Das Ziel im Visier: Sportschützin Natascha Hiltrop

Das Ziel im Visier: Sportschützin Natascha Hiltrop

Paralympics in London besonderes Highlight

Auf die Frage, was denn am wichtigsten sei, um die „10“ zu treffen, meint Hiltrop: „Eine gute Technik ist natürlich sehr wichtig.“ Aber auch große Konzentration zeichnet sie aus, sie kann sich auf den Punkt hin auf das Entscheidende konzentrieren, dabei alles um sie herum ausblenden. Ihre Disziplinen sind Luftgewehr stehend und liegend, Kleinkaliber liegend und Kleinkaliber-Stellungskampf 3×20 Schuss. Ihre inkomplette Querschnittslähmung erlaubt es ihr, „ganz normal zu laufen“.

Das absolute Highlight ihrer bisherigen Karriere waren natürlich die Paralympics in London vor drei Jahren. „Aber auch die Europameisterschaften 2012 in Spanien waren fantastisch“, berichtet sie. Schließlich wurde sie Europameisterin im Luftgewehr liegend. Bei den Paralympics steht ein 15. Rang im Luftgewehr stehend zu Buche. „Meine Hauptkonkurrenz kommt aus Schweden, Großbritannien und natürlich aus ganz Asien“, sagt Natascha Hiltrop, „aber selbstverständlich auch aus Deutschland.“ Den Einwand, dass sie die nationalen Konkurrentinnen zuletzt eigentlich ganz gut im Griff hatte, beantwortet sie mit einem lapidaren: „Naja!“

Hessens Sportlerin mit Handicap des Jahres 2014

Immerhin ließ sie bei der Wahl des Landessportbundes Hessen in Sportschützin Manuela Schmermund (Mengshausen) eine ganz prominente Kollegin hinter sich. Natascha Hiltrop wurde als Sportlerin mit Behinderung des Jahres 2014 im Rahmen der Olympischen Ballnacht im Wiesbadener Kurhaus geehrt. Auf Rang drei landete Rollstuhlbasketballer Thomas Böhme (RSV Lahn-Dill). „Ich freue mich sehr über die Ehrung. Vor zwei Weltklasseathleten gewählt zu werden, ist etwas ganz Besonderes“, sagte die frisch Gekürte damals stolz.

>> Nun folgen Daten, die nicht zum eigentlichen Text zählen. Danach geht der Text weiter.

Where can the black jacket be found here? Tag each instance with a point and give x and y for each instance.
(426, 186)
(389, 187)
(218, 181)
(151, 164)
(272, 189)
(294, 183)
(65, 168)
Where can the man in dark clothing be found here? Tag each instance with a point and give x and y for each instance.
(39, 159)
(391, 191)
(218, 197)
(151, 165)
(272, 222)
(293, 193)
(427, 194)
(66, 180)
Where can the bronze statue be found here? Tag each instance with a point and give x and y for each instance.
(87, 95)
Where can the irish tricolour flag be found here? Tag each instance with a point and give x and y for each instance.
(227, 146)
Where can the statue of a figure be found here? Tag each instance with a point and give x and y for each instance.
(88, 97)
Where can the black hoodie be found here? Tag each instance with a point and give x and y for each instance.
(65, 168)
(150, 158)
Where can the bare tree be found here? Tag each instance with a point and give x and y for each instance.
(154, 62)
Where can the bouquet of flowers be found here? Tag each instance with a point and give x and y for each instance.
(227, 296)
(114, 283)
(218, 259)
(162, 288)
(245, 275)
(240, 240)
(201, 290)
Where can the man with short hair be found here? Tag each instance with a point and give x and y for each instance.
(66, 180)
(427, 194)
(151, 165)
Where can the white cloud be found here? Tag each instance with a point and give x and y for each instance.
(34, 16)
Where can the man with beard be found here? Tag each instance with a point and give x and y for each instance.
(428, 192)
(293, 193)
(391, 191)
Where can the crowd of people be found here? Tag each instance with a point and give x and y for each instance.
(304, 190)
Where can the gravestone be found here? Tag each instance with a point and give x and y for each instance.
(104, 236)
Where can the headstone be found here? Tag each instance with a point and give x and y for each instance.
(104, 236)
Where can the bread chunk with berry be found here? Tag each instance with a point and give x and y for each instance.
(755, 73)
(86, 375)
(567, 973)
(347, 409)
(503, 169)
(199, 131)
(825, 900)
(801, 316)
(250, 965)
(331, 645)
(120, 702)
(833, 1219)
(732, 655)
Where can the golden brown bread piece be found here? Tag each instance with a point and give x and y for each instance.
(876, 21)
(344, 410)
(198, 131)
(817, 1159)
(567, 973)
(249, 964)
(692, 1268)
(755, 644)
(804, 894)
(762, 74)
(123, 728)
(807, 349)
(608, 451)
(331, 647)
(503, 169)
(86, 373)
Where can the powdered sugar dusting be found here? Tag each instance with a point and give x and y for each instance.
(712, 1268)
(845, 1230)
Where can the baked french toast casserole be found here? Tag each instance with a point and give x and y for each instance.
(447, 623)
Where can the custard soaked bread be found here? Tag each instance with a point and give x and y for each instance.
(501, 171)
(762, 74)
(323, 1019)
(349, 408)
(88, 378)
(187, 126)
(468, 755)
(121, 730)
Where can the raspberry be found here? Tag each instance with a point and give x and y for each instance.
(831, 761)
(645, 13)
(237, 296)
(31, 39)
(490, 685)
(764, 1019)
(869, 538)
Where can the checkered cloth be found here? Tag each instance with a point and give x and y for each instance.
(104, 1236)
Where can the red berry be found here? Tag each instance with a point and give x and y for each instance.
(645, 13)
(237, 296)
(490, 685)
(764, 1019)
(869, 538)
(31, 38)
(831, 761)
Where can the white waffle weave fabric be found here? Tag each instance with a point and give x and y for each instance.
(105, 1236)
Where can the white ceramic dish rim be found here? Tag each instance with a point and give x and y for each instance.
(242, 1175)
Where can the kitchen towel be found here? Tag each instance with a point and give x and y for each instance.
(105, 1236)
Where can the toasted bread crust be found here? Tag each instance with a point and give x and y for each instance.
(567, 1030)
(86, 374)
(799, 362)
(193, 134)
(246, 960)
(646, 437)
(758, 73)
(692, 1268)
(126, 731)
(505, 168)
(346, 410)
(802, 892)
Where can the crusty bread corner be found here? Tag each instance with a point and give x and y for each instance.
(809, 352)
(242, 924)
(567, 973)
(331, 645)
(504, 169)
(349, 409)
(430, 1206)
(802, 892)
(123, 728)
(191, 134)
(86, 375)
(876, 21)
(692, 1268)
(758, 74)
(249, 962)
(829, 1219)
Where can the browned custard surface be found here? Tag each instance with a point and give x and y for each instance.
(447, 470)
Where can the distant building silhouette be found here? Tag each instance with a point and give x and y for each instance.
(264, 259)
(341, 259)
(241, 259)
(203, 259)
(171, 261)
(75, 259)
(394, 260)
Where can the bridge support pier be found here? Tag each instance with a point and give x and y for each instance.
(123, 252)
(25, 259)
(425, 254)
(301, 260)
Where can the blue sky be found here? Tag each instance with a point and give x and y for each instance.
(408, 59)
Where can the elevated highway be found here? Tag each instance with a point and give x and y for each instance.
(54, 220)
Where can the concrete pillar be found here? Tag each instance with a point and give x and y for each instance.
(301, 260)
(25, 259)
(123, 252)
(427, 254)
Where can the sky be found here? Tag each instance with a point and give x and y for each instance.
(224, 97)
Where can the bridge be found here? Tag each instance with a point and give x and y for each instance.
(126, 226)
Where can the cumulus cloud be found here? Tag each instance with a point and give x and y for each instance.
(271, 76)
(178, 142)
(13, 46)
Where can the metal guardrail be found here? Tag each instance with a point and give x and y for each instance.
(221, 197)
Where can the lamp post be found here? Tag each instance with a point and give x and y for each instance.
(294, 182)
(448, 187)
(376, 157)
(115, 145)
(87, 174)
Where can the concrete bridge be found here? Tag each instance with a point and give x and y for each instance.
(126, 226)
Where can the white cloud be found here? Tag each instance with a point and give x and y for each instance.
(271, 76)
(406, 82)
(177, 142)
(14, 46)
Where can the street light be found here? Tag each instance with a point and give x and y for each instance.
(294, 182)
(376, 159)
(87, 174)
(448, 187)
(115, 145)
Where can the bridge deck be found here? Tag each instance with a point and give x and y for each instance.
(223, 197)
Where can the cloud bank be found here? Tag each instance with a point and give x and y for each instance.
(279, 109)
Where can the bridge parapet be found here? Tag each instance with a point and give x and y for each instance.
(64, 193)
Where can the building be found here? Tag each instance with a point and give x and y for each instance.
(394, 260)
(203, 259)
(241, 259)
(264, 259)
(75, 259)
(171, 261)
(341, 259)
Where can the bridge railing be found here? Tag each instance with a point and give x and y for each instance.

Das Jahr 2014 war ein besonders erfolgreiches für die junge Sportlerin. Sie holte im Juli vier Medaillen bei den Weltmeisterschaften im thüringischen Suhl: Silber im Team Luftgewehr, im Team Dreistellungskampf und im Mixed Kleinkaliber liegend sowie Bronze im Mixed Luftgewehr. Einen Monat später bei den deutschen Meisterschaften in München folgten zwei Goldmedaillen sowie je eine Silber- und Bronzemedaille in Einzeldisziplinen.

Gold für Natascha Hiltrop

Gold für Natascha Hiltrop

Im August 2014 begann sie eine Ausbildung als Verwaltungsfachangestellte. Und erst wenn sie diese beendet hat, wird wohl das Thema Auszug aus dem Elternhaus ein Thema sein. Zurzeit genießt sie es, dass es von zu Hause bis zur Trainingsstätte nur zwei Kilometer sind. Fast ideale Voraussetzungen für die junge Dame, die in ihrer Freizeit gerne Karten spielt: „Rommé zum Beispiel.“ Kein Wunder, denn auch da braucht man schließlich viel Konzentration und eine ruhige Hand…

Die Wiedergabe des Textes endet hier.